I eventually found myself a copy that included the four bonus songs, including one of my favorite all-time cover songs – Pete doing his best Bruce Springsteen, with his take on Dancing In the Dark.
This album reminds me of some of my dearest friends, of some of my wins and losses at love, of some of the roads I have traveled on, and, for some reason, it always reminds me of my Los Angeles; the Los Angeles I grew up with, and within, and seen threw my distorted lens.
It also reminds me of all the coffees and conversations, among a few other things, shared between a boy with a guitar and the girl he swept away that I kept mostly as a secret story of mine for years, but that sneaks into much of my writing, and has further chapters that unfolded long after that first meeting.
One of the things that sticks out with this album is that these songs are stories that are told in a half-opened eye sort of way. We don’t get the entire thing, we get glimpses, pieces, snippets of overheard conversations, like when you walk by someone on the city streets and hear a piece of their life, or when your travelling somewhere and get caught up in people watching, making up stories about lives that you can’t honestly know.
Pete gives us just enough to make us long to know more, and also leaves out just enough that we fill in the rest, making the songs our own in the process. There are stories in-between the stories, in-between the notes and lyrics, hidden somewhere inside.
As a writer I love that so much. It’s made these songs sometimes be muses to me, fueling my own storytelling. It has also made these songs mean something to me that transcends their original intent. They’ve become part of my life soundtrack, and part of that path to finding self and understanding. Along with so much of my favorite music, this music, and this album, has helped me feel more alive.

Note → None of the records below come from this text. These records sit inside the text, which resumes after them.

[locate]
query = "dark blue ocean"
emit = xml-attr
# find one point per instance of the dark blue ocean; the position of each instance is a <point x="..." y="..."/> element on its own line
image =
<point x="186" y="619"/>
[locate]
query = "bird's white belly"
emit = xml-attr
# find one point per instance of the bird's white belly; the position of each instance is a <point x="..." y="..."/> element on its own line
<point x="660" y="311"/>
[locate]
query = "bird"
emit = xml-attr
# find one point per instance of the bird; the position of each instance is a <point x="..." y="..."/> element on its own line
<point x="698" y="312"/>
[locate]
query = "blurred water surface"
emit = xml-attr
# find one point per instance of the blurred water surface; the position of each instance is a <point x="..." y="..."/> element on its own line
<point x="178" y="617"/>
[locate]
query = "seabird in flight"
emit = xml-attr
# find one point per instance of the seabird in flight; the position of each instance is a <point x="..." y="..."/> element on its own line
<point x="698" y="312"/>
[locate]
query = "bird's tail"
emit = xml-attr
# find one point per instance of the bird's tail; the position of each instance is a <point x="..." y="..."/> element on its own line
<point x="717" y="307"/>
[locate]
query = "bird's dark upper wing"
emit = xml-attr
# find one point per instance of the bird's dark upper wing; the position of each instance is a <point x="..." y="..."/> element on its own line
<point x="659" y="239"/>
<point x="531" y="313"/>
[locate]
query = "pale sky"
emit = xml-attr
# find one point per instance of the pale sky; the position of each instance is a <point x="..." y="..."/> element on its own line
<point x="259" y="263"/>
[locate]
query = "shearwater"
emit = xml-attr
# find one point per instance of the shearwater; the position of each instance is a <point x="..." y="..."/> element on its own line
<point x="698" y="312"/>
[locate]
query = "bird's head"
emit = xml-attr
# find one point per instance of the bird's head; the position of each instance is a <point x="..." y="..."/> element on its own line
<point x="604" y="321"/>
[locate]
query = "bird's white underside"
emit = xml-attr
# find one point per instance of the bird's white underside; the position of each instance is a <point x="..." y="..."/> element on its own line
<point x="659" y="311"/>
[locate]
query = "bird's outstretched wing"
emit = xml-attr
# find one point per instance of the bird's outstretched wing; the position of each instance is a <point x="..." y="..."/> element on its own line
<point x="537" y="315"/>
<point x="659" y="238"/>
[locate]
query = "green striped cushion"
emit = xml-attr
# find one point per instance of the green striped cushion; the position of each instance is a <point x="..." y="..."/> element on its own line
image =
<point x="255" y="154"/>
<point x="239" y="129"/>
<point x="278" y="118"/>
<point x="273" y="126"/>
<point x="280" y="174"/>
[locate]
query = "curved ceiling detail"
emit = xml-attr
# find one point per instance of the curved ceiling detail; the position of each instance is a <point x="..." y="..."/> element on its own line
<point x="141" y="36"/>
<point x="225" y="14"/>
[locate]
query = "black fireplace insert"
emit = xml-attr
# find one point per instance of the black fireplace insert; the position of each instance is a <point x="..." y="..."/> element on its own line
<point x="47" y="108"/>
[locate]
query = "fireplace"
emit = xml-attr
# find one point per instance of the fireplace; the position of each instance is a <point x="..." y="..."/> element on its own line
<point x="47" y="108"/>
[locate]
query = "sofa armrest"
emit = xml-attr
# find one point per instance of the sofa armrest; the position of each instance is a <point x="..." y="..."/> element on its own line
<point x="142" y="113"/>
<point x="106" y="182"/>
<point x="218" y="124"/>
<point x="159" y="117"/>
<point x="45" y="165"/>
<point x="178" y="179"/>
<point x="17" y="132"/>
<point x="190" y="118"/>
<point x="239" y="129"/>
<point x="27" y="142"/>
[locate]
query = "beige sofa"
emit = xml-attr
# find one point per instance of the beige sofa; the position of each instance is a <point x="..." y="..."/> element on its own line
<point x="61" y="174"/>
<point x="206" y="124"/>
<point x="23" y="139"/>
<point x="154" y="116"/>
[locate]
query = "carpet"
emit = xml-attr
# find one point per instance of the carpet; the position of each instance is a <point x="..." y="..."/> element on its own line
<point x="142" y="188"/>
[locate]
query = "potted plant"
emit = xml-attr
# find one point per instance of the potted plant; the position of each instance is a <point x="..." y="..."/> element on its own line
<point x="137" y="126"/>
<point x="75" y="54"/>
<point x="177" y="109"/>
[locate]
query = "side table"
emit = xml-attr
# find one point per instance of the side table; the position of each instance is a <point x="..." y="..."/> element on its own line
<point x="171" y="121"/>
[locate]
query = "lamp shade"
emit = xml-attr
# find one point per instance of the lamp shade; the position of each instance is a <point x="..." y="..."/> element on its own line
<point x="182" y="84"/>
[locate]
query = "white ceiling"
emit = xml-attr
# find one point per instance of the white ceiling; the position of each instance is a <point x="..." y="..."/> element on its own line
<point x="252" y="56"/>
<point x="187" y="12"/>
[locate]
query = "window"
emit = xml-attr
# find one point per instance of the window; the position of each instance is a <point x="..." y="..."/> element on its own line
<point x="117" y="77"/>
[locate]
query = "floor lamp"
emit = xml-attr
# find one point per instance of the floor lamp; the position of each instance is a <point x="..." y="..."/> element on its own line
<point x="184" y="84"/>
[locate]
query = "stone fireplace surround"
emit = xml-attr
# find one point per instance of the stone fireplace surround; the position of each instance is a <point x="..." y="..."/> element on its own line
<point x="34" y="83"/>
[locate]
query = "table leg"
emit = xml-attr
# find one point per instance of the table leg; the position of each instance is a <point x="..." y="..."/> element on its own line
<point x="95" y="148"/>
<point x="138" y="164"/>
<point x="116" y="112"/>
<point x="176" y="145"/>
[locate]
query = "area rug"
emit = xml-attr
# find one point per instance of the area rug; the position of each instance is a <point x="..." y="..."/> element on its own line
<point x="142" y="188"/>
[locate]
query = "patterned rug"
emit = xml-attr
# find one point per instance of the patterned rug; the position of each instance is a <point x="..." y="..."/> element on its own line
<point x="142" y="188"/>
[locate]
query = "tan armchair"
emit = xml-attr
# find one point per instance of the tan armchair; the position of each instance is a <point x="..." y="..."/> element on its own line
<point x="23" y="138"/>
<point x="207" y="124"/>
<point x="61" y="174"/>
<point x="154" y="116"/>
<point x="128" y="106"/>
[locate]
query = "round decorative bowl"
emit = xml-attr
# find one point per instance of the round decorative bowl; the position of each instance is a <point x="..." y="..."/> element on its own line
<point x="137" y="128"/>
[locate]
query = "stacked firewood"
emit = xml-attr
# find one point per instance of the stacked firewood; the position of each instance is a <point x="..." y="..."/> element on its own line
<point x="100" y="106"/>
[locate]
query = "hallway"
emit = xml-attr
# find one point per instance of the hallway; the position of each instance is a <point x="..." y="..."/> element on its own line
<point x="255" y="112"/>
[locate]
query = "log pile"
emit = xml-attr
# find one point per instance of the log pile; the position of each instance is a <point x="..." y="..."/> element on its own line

These songs – this album – means a great deal to me.
Happy 15th birthday!
Song-by-Song:
Life On a Chain
“And I was waiting over here
for life to begin.”
You saw me first, or so you always say. I still remember the heat of the afternoon as it poured in through the crooked blinds, the cartoon-pitched voice of the girl who took down our orders, and the gravelly sound of your laughter. I had hit such a road block in life at that moment, and you were one hell of a breath of fresh air.
Strange Condition
“Stories and cigarettes
ruined lives
of lesser girls.”
She wrote letters on torn apart cereal boxes and diner napkins, stuffing them into over-sized envelopes that she colored with permanent markers and lipstick kisses. He wanted to know everything about the city of angels, and she wanted to be where any angels would fear to tread. Most of all she wanted to be the one good thing to survive this place.
Just Another
“You and I,
we’re two of a kind.”
You tucked a key into the palm of my hand before I left that morning, pulling me close for one last embrace, burying your head in my hair and whispering “so you can come back anytime you want“. I breathed you in deeply, mentally recalling every moment from the night before, adhering it to my forever memories because truly I believed I would never see you again. I thought the key was a throwaway gesture, and that I was just another girl to you.
Black
“I am just for you,
As you are not for me.”
She would linger around the back side door longer than she needed to, waiting and wondering if he would be back again. Months went by and after awhile she started to realize it was just something that they once stumbled into, not something forevers are made of. When he snuck up behind, hands covering both her eyes, she half believed he was a figment of her wishful imagination.
Lose You
“Stop before you fall,
into the hole,
that I have dug here.”
She would be the one to leave him. Sometimes she tells the tale to herself in the middle of the night in some cautionary way, justifying to her sleepless self that he would have grown tired of her soon enough and left her far behind, that she had just saved him the effort. Mostly, though, she knows she has much to regret for keeping the key, but never going back to use it, or to return to him, again.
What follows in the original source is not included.